Çocuklarındaki duygusal değişimlere derdikleri tepkilerin, çocuklarının yetişkinliğinde nasıl bir birey olacağını etkileyeceği için, kendi duygularını da kontrol edebildiklerini ve sağlıklı ifade edebildiklerini onlara gösterip rol model olmaları gerekmektedir. Bu dönemde yapılabilecek en öncelikli şey ebeveynlerin kendi duygularını kontrol etmeyi öğrenmeleridir. Yaşadıkları duygular çocuklarının davranışlarından ziyade kendi geçmişleri ile ilgilidir. Belki de ebeveynler acısından bu duygular kendi farkındalıklarını kazanmaları acısından yönlendirici olabilir. Eski stratejiler artık bu dönemde ise yaramaz. Bu dönemde özellikle şimdiye kadar çok işe yarayan öğütler işe yaramamaya başlar. Kontrol altına almaya çalışmak, yasaklar koymak yerine kurallar koymak gerekir. Dikkat edilmesi gereken kurallara birlikte karar vermek, uygulanabilir olduğundan emin olmaktır. Dinlemek, destekleyici olmak, takdir etmek, uzlaşmaya çalışmak her yas döneminde çok değerlidir. Yargılayıcı ses tonundan sakınmak, sakince konuşmak ve eleştirmemek ise ebeveynler için en önemli iletişim becerileridir.

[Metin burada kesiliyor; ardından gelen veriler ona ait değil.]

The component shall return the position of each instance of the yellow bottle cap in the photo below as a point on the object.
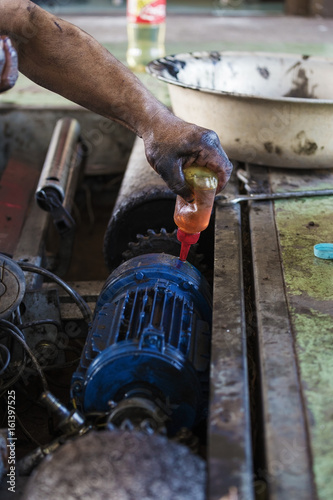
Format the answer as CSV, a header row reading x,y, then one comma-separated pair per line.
x,y
200,177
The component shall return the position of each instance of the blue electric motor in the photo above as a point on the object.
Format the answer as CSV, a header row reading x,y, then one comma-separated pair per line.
x,y
150,339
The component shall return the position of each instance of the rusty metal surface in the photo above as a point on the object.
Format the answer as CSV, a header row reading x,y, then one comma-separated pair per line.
x,y
288,463
309,289
17,186
119,465
28,131
229,433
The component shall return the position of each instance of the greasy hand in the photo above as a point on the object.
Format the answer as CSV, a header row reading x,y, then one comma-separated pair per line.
x,y
8,64
174,144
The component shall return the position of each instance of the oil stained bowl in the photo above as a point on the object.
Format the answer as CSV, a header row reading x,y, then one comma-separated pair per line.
x,y
270,109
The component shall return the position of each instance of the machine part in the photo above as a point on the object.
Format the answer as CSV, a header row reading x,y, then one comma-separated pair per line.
x,y
83,306
323,251
59,176
141,413
17,185
279,115
160,242
120,465
144,202
150,338
3,452
69,422
232,200
12,286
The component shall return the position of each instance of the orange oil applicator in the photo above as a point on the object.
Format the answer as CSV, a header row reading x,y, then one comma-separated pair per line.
x,y
192,218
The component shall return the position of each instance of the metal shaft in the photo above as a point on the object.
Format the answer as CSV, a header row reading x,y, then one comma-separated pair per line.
x,y
57,169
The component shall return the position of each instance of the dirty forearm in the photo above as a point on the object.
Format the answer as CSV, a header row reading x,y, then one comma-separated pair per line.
x,y
68,61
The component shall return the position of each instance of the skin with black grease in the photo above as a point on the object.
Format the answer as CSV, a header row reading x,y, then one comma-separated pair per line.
x,y
60,57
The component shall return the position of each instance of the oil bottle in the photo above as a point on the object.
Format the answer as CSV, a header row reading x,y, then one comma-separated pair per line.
x,y
145,32
192,218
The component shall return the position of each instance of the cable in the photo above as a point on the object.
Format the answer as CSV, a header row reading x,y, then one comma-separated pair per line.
x,y
16,332
83,306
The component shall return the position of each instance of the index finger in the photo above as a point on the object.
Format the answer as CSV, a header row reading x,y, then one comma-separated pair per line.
x,y
9,69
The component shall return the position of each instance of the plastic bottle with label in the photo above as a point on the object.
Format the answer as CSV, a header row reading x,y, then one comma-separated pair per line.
x,y
145,32
192,218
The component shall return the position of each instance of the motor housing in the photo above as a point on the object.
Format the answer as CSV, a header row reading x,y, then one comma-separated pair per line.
x,y
150,339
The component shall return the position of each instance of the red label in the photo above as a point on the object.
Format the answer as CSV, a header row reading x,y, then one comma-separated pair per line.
x,y
146,11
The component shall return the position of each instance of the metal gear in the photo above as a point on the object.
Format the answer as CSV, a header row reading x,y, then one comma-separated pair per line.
x,y
162,242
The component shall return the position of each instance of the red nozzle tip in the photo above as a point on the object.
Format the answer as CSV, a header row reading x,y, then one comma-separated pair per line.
x,y
186,239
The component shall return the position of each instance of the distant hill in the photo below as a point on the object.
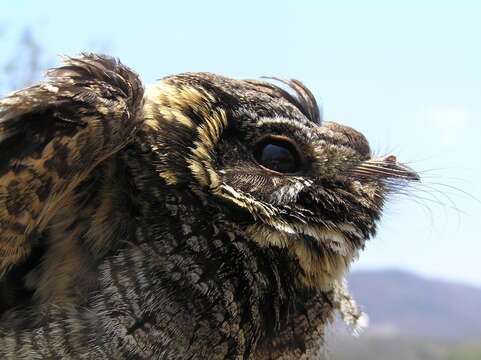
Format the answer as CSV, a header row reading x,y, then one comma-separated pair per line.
x,y
402,304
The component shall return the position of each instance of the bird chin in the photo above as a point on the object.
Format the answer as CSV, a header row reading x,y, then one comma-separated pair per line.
x,y
324,255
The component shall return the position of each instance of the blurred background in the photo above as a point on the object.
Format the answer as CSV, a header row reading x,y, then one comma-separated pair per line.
x,y
406,74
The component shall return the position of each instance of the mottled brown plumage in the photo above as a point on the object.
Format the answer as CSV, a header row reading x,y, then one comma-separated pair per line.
x,y
208,218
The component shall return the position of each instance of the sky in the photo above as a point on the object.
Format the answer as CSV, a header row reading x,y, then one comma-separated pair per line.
x,y
406,74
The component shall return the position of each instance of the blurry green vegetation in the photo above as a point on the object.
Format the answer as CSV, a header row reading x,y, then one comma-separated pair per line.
x,y
469,351
402,348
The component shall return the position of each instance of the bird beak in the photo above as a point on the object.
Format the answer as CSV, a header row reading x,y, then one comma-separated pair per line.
x,y
385,168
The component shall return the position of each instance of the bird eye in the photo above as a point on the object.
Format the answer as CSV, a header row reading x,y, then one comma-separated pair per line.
x,y
277,153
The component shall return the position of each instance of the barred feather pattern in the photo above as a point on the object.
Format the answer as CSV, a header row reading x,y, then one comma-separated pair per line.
x,y
144,226
208,294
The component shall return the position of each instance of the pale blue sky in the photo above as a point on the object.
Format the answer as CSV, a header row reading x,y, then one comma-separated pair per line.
x,y
407,74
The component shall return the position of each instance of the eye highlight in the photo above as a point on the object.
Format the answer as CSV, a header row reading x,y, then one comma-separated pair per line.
x,y
277,153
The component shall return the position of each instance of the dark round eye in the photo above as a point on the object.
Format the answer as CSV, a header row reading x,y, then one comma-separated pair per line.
x,y
277,153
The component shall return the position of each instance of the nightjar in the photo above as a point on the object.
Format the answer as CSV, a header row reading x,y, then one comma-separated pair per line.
x,y
199,218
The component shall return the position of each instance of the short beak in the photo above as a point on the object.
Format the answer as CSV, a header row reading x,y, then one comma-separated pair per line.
x,y
385,168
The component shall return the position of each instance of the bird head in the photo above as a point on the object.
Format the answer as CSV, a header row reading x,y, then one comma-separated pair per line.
x,y
262,155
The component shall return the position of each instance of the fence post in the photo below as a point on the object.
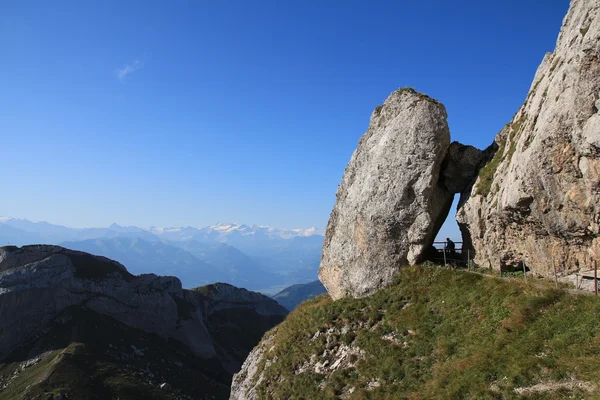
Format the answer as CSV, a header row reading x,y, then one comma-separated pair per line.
x,y
468,259
596,277
444,256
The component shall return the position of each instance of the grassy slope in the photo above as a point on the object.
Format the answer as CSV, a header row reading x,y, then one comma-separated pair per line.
x,y
460,335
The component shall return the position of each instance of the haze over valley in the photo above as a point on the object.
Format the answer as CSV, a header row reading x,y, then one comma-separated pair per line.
x,y
253,257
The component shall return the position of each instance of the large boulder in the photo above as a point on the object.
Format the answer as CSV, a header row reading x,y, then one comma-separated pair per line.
x,y
40,283
390,202
538,200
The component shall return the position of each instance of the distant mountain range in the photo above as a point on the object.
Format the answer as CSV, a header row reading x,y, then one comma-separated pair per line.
x,y
255,257
292,296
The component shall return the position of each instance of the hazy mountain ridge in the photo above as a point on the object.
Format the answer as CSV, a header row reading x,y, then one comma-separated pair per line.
x,y
254,257
292,296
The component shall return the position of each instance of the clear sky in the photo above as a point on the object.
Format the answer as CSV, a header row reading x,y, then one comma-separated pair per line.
x,y
182,112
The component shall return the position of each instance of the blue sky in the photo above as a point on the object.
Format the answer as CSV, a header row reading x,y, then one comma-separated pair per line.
x,y
196,112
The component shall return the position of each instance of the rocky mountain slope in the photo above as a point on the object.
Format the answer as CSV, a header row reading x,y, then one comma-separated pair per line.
x,y
73,321
538,200
433,334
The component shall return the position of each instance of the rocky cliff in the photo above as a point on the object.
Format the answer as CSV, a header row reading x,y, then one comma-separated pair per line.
x,y
42,287
538,200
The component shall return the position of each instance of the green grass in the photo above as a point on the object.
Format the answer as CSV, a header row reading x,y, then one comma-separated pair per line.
x,y
461,336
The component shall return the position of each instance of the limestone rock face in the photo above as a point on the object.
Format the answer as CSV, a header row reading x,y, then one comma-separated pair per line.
x,y
38,283
390,200
538,199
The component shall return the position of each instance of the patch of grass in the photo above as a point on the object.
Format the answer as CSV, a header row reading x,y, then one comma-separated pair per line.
x,y
462,336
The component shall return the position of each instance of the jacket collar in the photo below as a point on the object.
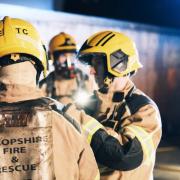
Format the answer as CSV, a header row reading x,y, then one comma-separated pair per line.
x,y
117,94
14,93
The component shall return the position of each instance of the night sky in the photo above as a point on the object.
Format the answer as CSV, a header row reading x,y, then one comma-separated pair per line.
x,y
164,13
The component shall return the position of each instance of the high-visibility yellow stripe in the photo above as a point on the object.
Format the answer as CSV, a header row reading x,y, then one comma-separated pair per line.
x,y
145,140
90,128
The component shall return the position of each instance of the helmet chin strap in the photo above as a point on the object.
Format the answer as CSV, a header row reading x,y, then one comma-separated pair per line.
x,y
107,82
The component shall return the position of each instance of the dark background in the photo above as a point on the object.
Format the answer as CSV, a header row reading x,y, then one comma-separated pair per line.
x,y
164,13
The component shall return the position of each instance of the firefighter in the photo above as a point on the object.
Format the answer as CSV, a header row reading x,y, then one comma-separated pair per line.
x,y
65,82
125,137
38,140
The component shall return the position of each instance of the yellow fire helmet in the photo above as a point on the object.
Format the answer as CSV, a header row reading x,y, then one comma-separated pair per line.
x,y
120,52
62,42
20,37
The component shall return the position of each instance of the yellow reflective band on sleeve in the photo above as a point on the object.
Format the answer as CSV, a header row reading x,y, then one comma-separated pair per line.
x,y
145,140
90,128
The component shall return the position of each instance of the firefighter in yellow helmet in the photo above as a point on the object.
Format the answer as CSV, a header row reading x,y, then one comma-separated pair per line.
x,y
38,140
128,130
66,80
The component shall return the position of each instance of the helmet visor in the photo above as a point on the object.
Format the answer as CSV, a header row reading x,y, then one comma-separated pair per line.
x,y
118,61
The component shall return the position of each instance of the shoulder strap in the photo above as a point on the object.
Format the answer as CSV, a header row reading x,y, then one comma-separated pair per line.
x,y
136,101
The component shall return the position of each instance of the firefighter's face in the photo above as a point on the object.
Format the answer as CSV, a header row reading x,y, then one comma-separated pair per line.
x,y
67,59
64,61
65,64
98,68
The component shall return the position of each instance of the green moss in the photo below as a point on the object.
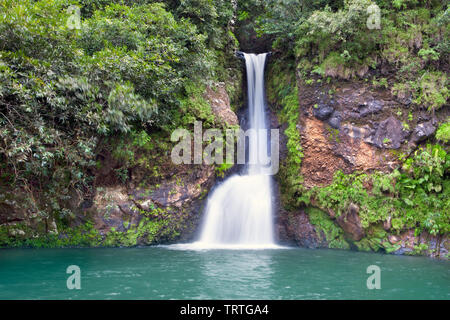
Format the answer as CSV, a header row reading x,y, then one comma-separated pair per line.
x,y
443,132
416,197
323,224
283,93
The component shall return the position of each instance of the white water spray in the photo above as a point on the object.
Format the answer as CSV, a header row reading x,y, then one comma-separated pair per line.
x,y
239,211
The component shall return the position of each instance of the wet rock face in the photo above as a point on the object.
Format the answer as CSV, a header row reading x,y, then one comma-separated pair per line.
x,y
181,197
295,227
355,129
351,223
220,104
423,131
322,111
389,133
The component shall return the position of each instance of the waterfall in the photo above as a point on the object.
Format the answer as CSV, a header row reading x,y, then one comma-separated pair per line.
x,y
239,211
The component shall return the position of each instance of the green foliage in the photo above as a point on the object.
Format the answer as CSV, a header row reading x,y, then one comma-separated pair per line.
x,y
133,70
443,132
417,197
433,90
324,226
282,91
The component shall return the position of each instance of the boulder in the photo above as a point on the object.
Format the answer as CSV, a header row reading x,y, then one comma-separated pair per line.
x,y
350,223
335,120
423,131
389,134
220,104
371,107
322,111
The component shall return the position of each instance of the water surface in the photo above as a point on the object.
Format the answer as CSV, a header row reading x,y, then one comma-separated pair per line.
x,y
168,273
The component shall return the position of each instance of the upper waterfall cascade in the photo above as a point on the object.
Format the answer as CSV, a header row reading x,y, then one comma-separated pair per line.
x,y
239,211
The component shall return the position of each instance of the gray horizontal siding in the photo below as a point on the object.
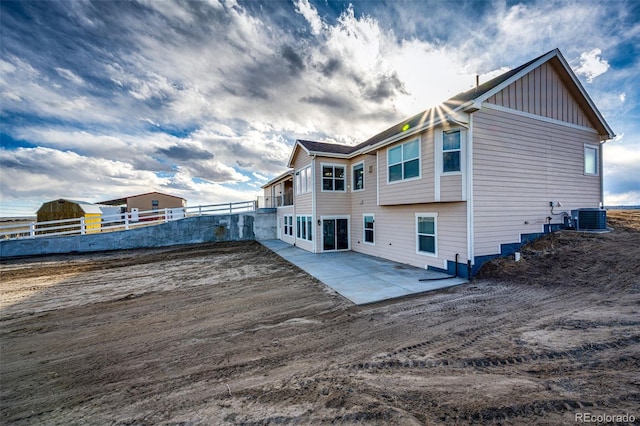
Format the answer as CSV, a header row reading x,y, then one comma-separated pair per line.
x,y
521,164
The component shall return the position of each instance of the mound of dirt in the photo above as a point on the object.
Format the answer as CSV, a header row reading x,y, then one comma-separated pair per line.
x,y
571,258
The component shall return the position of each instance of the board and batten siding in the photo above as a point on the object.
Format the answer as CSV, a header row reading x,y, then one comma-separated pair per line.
x,y
420,190
520,164
542,92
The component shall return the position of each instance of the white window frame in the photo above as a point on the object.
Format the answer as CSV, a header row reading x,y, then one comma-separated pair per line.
x,y
302,180
459,150
434,235
353,176
304,227
333,178
596,150
364,229
402,161
288,225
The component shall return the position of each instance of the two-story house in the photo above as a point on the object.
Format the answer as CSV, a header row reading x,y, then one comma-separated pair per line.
x,y
455,185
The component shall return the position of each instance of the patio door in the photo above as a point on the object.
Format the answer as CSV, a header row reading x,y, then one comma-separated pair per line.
x,y
335,234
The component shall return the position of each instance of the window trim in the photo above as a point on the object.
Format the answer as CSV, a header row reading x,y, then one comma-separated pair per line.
x,y
596,150
304,227
435,234
301,174
288,225
353,176
459,150
322,178
364,229
389,182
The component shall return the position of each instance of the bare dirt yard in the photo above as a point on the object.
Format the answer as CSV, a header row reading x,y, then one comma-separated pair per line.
x,y
232,334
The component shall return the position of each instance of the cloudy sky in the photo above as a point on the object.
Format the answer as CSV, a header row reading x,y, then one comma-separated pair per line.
x,y
204,99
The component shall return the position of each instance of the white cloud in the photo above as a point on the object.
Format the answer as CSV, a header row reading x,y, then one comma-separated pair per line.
x,y
591,65
69,75
310,13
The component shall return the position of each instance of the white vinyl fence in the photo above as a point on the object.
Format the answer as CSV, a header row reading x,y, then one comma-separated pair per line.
x,y
118,222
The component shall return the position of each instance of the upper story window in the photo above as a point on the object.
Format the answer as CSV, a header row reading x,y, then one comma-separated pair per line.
x,y
357,174
403,161
591,160
303,180
333,178
451,151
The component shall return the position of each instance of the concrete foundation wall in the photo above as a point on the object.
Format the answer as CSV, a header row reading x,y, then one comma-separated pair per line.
x,y
202,229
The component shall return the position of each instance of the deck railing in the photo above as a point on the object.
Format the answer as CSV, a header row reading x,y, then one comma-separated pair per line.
x,y
118,222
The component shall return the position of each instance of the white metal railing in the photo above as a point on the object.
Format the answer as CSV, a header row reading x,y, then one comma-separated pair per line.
x,y
118,222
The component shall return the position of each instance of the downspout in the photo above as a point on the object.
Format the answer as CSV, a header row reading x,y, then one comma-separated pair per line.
x,y
601,171
470,225
313,204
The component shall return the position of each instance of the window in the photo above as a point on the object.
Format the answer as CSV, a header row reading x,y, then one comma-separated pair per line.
x,y
303,180
404,161
426,233
333,178
369,231
451,151
304,227
590,160
288,225
357,174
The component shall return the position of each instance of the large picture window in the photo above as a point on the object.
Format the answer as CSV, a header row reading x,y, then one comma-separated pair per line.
x,y
426,236
333,178
451,151
590,160
357,173
403,161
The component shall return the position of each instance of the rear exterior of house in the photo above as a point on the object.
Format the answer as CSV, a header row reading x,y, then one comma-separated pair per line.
x,y
150,201
456,185
63,209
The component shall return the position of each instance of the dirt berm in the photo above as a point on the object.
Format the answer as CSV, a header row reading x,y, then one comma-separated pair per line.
x,y
232,334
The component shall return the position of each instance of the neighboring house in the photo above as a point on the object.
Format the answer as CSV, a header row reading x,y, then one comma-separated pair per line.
x,y
468,180
148,201
62,209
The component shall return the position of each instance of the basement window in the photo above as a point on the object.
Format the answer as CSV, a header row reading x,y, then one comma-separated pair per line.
x,y
304,228
426,237
591,155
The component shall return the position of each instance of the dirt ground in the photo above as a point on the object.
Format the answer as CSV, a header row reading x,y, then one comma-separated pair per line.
x,y
232,334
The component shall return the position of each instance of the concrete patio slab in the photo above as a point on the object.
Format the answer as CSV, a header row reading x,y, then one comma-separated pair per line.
x,y
361,278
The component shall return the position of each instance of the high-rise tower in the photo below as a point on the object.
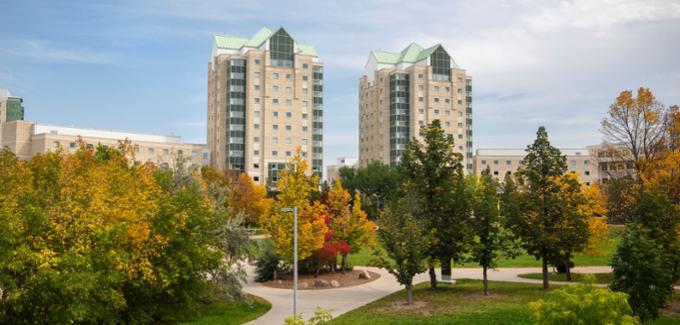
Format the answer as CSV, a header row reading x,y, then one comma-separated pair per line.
x,y
400,92
265,99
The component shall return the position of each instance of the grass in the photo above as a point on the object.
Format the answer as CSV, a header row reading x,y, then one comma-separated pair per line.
x,y
364,256
234,313
576,277
462,303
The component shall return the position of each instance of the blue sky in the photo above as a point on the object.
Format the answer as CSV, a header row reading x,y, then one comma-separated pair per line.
x,y
141,65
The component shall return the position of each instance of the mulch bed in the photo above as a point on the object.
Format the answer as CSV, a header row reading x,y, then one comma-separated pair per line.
x,y
347,279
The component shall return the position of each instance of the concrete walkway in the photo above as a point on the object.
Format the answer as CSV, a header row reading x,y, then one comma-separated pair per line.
x,y
342,300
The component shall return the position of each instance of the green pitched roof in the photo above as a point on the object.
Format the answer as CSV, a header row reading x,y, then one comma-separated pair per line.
x,y
411,54
237,43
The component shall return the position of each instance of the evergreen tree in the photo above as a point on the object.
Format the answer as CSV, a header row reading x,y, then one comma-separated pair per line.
x,y
541,207
492,238
641,272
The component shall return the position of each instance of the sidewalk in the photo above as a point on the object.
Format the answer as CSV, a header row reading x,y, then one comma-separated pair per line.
x,y
342,300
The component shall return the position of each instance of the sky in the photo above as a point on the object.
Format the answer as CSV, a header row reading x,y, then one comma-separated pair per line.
x,y
142,65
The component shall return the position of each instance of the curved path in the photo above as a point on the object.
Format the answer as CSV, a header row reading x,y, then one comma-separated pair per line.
x,y
342,300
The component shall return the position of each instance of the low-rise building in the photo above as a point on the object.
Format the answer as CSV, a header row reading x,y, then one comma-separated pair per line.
x,y
333,171
27,139
506,161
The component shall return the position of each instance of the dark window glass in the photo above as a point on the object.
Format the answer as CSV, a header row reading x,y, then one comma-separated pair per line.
x,y
281,49
441,64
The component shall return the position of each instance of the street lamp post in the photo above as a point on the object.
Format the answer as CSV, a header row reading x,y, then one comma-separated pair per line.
x,y
294,210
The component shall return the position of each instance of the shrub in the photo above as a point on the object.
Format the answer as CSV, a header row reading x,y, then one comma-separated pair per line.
x,y
640,271
582,304
268,265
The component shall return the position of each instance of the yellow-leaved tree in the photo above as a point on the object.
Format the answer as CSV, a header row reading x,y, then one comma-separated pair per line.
x,y
595,208
348,225
248,198
295,188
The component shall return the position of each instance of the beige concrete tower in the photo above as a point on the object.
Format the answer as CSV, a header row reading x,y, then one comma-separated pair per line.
x,y
402,91
265,99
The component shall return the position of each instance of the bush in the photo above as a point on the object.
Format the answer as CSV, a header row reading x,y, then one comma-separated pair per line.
x,y
268,265
88,238
582,304
640,271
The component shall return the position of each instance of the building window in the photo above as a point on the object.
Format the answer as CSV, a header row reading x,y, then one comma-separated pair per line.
x,y
281,49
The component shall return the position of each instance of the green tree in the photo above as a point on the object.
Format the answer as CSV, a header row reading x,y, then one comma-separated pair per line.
x,y
641,272
571,229
656,213
378,183
492,238
541,204
434,173
406,243
583,304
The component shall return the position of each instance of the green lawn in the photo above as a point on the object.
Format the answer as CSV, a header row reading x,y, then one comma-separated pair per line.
x,y
576,277
364,256
462,303
236,313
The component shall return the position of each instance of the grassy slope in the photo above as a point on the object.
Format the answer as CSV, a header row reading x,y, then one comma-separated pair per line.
x,y
462,303
364,256
236,313
576,277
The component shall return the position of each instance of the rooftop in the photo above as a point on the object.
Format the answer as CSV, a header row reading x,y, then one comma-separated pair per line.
x,y
519,152
238,43
411,54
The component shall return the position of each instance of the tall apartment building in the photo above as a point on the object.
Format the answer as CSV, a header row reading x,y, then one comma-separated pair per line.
x,y
400,92
265,100
507,161
11,108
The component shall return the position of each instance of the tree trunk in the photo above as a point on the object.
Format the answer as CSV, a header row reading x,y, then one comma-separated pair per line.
x,y
433,276
486,282
409,294
567,265
343,261
544,257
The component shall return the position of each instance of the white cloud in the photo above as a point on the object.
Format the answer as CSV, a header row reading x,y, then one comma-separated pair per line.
x,y
53,51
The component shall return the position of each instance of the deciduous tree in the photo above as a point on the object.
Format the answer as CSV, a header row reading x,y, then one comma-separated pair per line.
x,y
406,242
434,173
295,188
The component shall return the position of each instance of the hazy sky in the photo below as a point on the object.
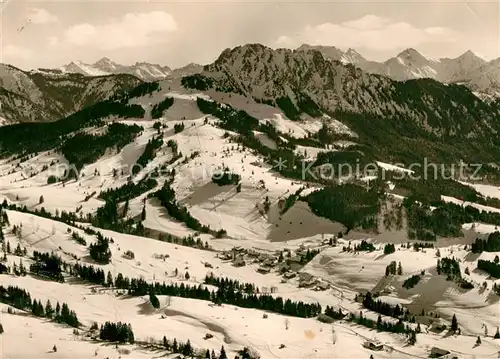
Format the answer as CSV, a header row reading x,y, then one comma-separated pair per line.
x,y
178,32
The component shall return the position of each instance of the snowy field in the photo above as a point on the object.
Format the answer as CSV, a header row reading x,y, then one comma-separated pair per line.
x,y
240,213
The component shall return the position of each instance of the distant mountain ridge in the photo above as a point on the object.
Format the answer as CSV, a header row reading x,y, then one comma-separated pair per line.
x,y
48,95
478,74
394,118
143,70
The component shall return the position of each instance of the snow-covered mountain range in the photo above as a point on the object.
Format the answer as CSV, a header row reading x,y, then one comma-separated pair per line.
x,y
468,68
143,70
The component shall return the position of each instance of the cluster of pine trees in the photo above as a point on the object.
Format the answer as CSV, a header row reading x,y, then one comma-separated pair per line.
x,y
309,255
166,195
69,218
128,190
449,267
228,292
411,281
385,308
158,109
225,177
179,127
389,248
383,326
48,135
188,241
148,155
78,238
348,204
117,332
242,295
491,244
47,265
21,299
335,314
100,251
419,245
230,284
138,91
84,148
492,268
394,268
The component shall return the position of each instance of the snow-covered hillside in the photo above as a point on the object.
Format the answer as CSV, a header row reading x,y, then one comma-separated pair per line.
x,y
285,252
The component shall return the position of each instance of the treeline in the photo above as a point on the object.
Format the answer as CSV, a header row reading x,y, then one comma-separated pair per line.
x,y
129,190
445,220
47,265
492,268
389,248
197,81
140,90
69,218
78,238
411,281
179,127
148,155
21,299
348,204
84,148
364,246
100,251
229,293
378,306
383,326
187,241
225,177
394,268
449,267
166,196
46,135
158,109
309,255
491,244
290,201
242,123
228,284
117,332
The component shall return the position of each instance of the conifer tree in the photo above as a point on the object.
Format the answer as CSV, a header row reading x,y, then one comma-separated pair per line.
x,y
222,353
454,323
109,280
48,309
154,300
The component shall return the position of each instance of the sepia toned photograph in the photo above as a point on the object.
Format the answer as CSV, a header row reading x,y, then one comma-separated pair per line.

Ergenlerin beyni sosyal uyaranlara karşı aşırı hassastır. İnsanlar hayatlarının hiçbir döneminde ergenlikte olduğu kadar, iletişim kurma ve sosyalleşme kaygısına sahip olmazlar. Tüm kararları, topluluğa ait olma dürtülerinden etkilenmektedir. Bu açıdan bakıldığında, ebeveynlerin çocuklarının zihinlerinin bu dönemde çok farklı çalıştığını göz önünde bulundurmaları bu doğrultuda onlara yol göstermeleri gerekmektedir. Sosyal olarak dışlanmanın fiziksel bir yara gibi acı verdiği bilinmektedir. Bu bağlamda, ebeveynler çocuklarının bu tarz kaygılarını küçümsememeli, aksine ciddiye alıp yol gösterici olmalıdırlar
Öyle ya da böyle ergenlerin en önemli ihtiyacı ebeveynlerinin sevgisidir. Ne kadar çok çocuğunuzla vakit geçirir, olumlu anılar biriktirir, güler, eğlenirseniz bu zorlayıcı dönemi o kadar sağlıklı atlatırsınız. Bu bağlamda, programınızda çocuğunuzla iletişimi artırmak adına onunla birlikte vakit geçirebileceğiniz özel zamanlar oluşturabilirsiniz.